Da schiebt sich etwas in den Vordergrund, was zwar durchaus nicht
neu ist, in manchen Teilen dieser Erde aber eine längere Tradition
hat als bei uns, nämlich das Hospiz. Seit einem viertel Jahrhundert
aber spielt es auch in Deutschland eine wachsende Rolle. Im Übrigen
in der Anfangszeit bei Neugründungen durch das nähere Wohn-Umfeld
nur ungern gesehen, was sich aber inzwischen deutlich ändert.
Im Jahre 2011 gab es bundesweit rund 195 stationäre Hospize und
insgesamt an die 1.500 ambulante Hospiz- und Palliativ-Dienste.
Trotzdem liegt die Zahl der vorhandenen Plätze weit unter dem
tatsächlichen Bedarf. Große Unterschiede bestehen zwischen dem
Sterben auf dem Land und in der Stadt. Denn im ländlichen Raum
übernimmt noch immer häufiger die Familie die Sterbebegleitung, der
Bedarf an stationären Hospiz-Plätzen ist gering. Ganz anders in
großen Städten, wo die Wartelisten teilweise so lang sind, dass
manche Betroffene in der Wartezeit dann doch ihre letzten Tage
zumeist im Krankenhaus verbringen (müssen).
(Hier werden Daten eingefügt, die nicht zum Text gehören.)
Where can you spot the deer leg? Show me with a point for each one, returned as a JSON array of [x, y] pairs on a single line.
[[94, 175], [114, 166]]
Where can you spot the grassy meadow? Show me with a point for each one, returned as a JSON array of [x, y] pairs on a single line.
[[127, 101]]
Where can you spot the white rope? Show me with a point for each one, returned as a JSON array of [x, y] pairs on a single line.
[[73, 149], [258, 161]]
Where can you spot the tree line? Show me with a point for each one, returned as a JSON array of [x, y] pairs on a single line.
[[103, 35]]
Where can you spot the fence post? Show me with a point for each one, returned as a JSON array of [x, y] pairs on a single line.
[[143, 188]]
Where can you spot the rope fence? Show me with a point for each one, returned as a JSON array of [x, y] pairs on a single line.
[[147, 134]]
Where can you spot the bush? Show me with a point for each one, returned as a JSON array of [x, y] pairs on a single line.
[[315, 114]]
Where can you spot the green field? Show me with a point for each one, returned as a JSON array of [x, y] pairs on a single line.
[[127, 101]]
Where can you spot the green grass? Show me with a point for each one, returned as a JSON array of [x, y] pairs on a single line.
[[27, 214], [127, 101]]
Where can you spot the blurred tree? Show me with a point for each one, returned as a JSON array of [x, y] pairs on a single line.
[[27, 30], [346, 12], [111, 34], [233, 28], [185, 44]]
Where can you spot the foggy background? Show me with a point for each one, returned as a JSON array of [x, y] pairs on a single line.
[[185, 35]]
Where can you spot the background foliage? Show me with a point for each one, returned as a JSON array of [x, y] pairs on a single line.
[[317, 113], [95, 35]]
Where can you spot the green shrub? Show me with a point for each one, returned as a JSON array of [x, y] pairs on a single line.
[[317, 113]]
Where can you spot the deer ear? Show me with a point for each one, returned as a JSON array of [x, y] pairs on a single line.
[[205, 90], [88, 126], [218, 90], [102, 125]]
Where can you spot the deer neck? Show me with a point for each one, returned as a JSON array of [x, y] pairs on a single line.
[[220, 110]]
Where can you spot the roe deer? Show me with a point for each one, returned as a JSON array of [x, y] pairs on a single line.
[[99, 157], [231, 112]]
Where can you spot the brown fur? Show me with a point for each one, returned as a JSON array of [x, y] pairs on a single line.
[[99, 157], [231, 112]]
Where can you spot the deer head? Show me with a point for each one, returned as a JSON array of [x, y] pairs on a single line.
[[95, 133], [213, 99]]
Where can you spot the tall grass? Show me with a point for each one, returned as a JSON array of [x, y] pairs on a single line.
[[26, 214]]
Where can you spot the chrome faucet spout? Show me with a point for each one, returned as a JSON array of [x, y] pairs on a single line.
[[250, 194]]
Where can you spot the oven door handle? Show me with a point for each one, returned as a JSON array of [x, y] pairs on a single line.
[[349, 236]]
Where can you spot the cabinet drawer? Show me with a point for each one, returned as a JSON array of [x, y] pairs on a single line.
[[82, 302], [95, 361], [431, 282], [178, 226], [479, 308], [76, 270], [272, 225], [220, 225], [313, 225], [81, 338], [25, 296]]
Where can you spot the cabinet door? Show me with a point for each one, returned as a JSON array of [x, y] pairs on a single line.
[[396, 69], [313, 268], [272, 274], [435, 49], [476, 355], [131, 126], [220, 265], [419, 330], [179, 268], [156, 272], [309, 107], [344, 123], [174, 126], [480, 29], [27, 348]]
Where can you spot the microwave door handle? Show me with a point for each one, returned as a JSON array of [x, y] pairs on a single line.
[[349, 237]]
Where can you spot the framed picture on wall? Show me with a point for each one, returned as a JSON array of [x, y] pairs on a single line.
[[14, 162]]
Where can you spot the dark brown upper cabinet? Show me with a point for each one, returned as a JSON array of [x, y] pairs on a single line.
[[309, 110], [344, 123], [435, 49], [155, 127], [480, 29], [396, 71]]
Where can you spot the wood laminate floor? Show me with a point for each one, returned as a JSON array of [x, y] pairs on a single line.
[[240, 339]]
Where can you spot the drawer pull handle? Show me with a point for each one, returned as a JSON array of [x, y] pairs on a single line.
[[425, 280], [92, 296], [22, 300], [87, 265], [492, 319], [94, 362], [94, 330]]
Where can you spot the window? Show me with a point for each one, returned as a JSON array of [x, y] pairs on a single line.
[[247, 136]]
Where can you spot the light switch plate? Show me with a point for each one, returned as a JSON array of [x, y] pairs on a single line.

Ziel der Hospize ist es, zur ganzheitlichen Begleitung
schwerstkranker und sterbender Personen beizutragen. Das ist vor
allem die Schmerztherapie und Symptom-Kontrolle sowie die
psychosoziale und seelsorgerliche Begleitung. Das betrifft derzeit
pro Jahr knapp 30.000 Personen mit einer durchschnittlichen
Verweildauer von rund drei Wochen.
Einzelheiten dazu siehe der nachfolgende Kurz-Beitrag über das
Hospiz heute. Dies ist ein Kapitel des empfehlenswerten
Sammelbandes »Sterben im Krankenhaus« des Psychosozial-Verlags in
Gießen. 20 Experten, zumeist Pflegeexperten, Krankenschwestern,
aber auch Theologen, Soziologen, Ärzte, Psychologen,
Gesundheitsökonomen, Medizininformatiker,
Erziehungswissenschaftler, Juristen, Philosophen, Medizin-Ethiker
und sogar Wirtschaftsexperten vermitteln aus ihrer Sicht ein
breites Informations-Angebot zu diesem Thema, das man zwar am
liebsten umgehen würde, bis man aber in die bedrohliche Nähe des
Ereignisfalles gerät. Dann wäre es leichter, wenn man mehr wissen
würde. Und dies betrifft nicht nur die Fachleute, vor allem in
Medizin und Pflege, sondern jeden, der sich hier ein fundiertes
Bild machen will.
Das geschieht in mehr als zwei Dutzend Beiträgen über das erwähnte
Hospiz-Angebot, die Perspektiven der Pflegewissenschaft bezüglich
des Sterbens im Krankenhaus, vor allem die Intensivstationen, die
speziellen Versorgungsstrukturen und -defizite in unserem
Gesundheitssystem u.a. Ein Schwerpunkt ist die Gießener Studie zu
den Sterbebedingungen in deutschen Krankenhäusern, ein sehr
ergiebiges Kapitel mit beeindruckender und vor allem nachdenklich
stimmender Statistik, was verfügbares Personal, Ausbildung,
Arbeitsklima, Kommunikations Situation, Angehörigen-Integration,
Schmerztherapie, Lebenserhaltung und Aufklärung und nicht zuletzt
das würdevolle Sterben anbelangt, die Belastung der Betreuenden
nicht verschweigend.
Das alles wirft die berühmten offenen Fragen auf: Welche
Versorgungs- und Betreuungsqualität wurde bislang erreicht? Wie
kann sie weiterentwickelt werden? Was kann die Wissenschaft dazu
beitragen und was können alle Beteiligten daraus lernen? Denn
beteiligt bzw. betroffen kann jeder werden, das bedarf keiner
Diskussion.
Ein nicht einfacher, aber notwendiger Beitrag, bzw. konkret eine
aktuelle Bestandsaufnahme zum Thema »Sterben im Krankenhaus« und
entsprechende praxisorientierte Anregungen zur Verbesserung der
derzeitigen Situation. Für die meisten noch sehr, sehr weit weg.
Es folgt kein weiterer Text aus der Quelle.